All the goods arriving into the U.S. are required to be marked with the English name of the country of origin, unless the goods they are importing are exempt from marking. Country of origin and marking rulings determine whether the products are properly marked, or labeled, as to country of origin.
Prior to importing your goods into the U.S., it is your responsibility as an importer to make sure the overseas supplier has marked goods with the country of origin. For example, goods originating in Taiwan should be marked “Made in Taiwan.” The marking must be legible, and permanent enough, for the ultimate purchasers to be aware of the goods’ origin. The ultimate purchaser is the person who will last purchase or receive the goods in the condition which it was imported.
Country of origin is the country of manufacture, production, or growth, where an article or product comes from. Just shipping the product through another country does not change the origin. For example, Cuban tobacco purchased from Canada does not change the country of origin to “Made in Canada.”
One of the main reasons for the marking is to inform the ultimate purchaser where the product was made.
The marking should be in a visible place. It must be where it can be seen with a casual handling of the product, when customers are buying it. It must be in a position where it will not be covered. The marking must be visible without disassembling the item, or removing or changing the position of any parts.
The item should be marked as permanently as the nature of the product will permit.

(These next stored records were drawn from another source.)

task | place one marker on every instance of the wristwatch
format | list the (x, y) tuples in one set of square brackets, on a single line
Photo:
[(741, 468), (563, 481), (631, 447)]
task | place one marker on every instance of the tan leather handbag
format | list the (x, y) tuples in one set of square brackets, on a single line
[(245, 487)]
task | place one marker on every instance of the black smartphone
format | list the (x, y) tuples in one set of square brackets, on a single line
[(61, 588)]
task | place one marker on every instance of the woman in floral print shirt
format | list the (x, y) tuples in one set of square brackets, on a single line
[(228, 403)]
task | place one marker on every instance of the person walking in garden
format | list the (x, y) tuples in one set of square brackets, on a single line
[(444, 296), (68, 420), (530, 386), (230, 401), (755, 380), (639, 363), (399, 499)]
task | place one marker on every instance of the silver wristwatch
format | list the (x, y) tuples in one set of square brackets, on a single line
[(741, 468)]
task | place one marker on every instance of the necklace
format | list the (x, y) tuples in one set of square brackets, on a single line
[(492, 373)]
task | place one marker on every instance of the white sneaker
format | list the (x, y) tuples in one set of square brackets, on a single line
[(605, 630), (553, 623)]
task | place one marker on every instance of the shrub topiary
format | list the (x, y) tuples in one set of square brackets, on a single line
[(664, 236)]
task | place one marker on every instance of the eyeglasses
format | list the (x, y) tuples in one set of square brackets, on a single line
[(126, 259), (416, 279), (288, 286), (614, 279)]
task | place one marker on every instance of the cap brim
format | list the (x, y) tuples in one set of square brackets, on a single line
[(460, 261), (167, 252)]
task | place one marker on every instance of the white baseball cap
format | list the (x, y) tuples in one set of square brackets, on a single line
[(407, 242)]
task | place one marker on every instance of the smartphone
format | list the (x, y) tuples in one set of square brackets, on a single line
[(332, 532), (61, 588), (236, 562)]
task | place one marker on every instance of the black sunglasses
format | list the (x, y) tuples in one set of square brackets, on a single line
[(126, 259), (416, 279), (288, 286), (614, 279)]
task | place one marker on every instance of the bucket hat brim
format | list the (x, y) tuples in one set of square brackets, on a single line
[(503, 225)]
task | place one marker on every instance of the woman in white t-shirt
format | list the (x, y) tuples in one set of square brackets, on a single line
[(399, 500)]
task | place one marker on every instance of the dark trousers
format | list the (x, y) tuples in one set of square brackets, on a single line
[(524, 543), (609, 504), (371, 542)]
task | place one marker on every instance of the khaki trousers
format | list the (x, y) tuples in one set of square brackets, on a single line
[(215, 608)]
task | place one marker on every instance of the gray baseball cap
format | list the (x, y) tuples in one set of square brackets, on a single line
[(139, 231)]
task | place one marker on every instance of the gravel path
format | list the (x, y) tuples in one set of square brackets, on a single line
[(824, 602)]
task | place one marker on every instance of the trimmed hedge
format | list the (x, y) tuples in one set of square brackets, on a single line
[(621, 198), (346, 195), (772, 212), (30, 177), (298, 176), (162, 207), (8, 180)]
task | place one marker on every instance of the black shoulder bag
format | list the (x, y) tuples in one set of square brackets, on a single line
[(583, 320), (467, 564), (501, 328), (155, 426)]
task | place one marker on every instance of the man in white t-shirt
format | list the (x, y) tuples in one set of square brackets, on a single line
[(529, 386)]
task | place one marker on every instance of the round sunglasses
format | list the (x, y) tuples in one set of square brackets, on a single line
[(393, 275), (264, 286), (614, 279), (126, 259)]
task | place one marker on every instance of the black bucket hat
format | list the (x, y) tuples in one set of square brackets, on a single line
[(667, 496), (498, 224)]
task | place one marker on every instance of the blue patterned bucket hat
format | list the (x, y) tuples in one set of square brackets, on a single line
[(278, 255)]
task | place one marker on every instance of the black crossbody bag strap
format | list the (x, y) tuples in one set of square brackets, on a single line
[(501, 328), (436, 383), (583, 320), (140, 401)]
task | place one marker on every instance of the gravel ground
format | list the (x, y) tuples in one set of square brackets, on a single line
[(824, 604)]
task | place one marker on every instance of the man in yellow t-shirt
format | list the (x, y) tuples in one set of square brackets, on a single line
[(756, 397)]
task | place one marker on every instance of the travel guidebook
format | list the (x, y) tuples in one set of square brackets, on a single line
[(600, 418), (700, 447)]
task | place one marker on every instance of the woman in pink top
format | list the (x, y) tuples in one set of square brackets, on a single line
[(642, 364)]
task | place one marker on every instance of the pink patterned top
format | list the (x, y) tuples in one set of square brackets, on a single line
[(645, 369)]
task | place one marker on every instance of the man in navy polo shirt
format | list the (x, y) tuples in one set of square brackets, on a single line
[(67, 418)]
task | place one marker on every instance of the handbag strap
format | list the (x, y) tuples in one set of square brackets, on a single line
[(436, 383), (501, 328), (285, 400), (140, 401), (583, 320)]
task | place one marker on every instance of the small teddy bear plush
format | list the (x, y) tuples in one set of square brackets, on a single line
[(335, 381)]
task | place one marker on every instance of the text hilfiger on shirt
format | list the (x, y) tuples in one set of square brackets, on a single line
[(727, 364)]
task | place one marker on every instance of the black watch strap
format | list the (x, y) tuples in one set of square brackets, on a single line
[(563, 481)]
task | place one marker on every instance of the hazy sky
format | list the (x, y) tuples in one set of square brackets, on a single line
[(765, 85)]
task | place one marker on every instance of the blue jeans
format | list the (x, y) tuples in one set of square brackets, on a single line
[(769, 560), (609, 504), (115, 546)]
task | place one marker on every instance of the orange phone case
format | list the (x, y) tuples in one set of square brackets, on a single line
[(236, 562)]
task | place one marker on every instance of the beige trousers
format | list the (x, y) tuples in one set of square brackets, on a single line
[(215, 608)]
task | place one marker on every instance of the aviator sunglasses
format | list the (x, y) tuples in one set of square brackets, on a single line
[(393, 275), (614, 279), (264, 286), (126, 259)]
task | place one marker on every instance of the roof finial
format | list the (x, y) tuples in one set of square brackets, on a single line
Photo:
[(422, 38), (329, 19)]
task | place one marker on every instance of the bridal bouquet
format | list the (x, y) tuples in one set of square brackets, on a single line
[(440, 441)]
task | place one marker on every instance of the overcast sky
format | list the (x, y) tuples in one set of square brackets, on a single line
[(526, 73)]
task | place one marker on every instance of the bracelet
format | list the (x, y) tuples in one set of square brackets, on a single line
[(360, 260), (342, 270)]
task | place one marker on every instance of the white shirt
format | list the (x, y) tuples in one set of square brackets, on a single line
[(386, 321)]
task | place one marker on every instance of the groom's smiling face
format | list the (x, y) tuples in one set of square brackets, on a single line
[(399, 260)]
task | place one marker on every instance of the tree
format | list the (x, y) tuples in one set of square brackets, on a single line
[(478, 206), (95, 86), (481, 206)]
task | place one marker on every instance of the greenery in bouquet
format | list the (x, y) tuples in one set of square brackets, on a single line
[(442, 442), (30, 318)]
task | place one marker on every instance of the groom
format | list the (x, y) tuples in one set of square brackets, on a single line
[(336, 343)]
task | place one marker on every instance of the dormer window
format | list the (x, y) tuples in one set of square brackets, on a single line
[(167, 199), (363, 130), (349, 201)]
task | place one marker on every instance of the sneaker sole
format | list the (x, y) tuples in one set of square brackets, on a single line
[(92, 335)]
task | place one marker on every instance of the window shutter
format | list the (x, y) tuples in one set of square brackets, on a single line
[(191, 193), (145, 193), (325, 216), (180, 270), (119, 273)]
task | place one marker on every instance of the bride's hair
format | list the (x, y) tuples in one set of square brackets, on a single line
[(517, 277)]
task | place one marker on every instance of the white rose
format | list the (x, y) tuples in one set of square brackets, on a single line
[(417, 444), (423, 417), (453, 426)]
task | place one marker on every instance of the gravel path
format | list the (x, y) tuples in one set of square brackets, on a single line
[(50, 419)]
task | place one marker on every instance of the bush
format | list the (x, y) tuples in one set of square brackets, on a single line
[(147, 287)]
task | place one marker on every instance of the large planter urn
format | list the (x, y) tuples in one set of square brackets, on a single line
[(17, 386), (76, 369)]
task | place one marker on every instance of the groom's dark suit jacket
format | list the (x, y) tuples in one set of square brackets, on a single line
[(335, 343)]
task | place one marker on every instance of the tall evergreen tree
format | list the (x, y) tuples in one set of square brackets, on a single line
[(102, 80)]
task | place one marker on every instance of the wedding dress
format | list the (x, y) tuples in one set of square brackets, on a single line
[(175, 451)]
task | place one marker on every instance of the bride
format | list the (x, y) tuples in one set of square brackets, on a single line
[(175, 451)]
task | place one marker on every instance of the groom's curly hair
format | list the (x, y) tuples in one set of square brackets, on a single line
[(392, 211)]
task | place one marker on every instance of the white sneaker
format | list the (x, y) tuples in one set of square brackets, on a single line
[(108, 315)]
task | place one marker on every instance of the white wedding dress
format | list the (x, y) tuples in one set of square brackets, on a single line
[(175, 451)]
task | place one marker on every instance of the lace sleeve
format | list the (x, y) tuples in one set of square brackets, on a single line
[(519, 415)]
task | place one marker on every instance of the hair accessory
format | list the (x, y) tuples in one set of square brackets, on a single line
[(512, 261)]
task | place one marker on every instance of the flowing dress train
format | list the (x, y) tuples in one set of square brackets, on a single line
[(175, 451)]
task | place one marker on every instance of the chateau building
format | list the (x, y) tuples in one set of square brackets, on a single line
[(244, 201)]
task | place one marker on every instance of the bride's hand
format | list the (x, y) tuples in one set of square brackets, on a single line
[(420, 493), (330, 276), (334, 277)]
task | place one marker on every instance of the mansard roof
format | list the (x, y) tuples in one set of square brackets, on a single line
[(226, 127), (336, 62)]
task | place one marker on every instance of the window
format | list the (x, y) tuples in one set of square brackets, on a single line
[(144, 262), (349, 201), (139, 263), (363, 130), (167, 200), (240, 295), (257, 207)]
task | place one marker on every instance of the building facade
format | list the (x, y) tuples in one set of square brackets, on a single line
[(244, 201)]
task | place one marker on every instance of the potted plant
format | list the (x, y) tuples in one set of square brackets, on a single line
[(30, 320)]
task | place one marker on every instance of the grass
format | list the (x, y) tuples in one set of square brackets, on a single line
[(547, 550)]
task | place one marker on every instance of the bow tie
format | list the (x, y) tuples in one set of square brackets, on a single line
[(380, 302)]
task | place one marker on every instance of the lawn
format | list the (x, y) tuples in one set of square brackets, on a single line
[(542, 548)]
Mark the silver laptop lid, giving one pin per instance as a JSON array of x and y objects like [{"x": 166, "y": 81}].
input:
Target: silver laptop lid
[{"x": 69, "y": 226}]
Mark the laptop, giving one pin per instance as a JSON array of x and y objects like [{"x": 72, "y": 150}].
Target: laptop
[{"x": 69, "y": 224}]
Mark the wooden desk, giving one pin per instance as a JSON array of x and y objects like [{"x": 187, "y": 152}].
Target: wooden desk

The marking should remain legible until the product reaches the ultimate purchaser in the U.S.
There are some goods are excepted from marking.
You can find out by contacting U.S. customs whether the goods you are importing requires marking, or not.
Products that are not marked with a country of origin when importing into the U.S. will be subject to additional duties, unless properly marked, re-exported, or destroyed under customs supervision.
As an importer you may wish to obtain a binding ruling from U.S. Customs and Border Protection.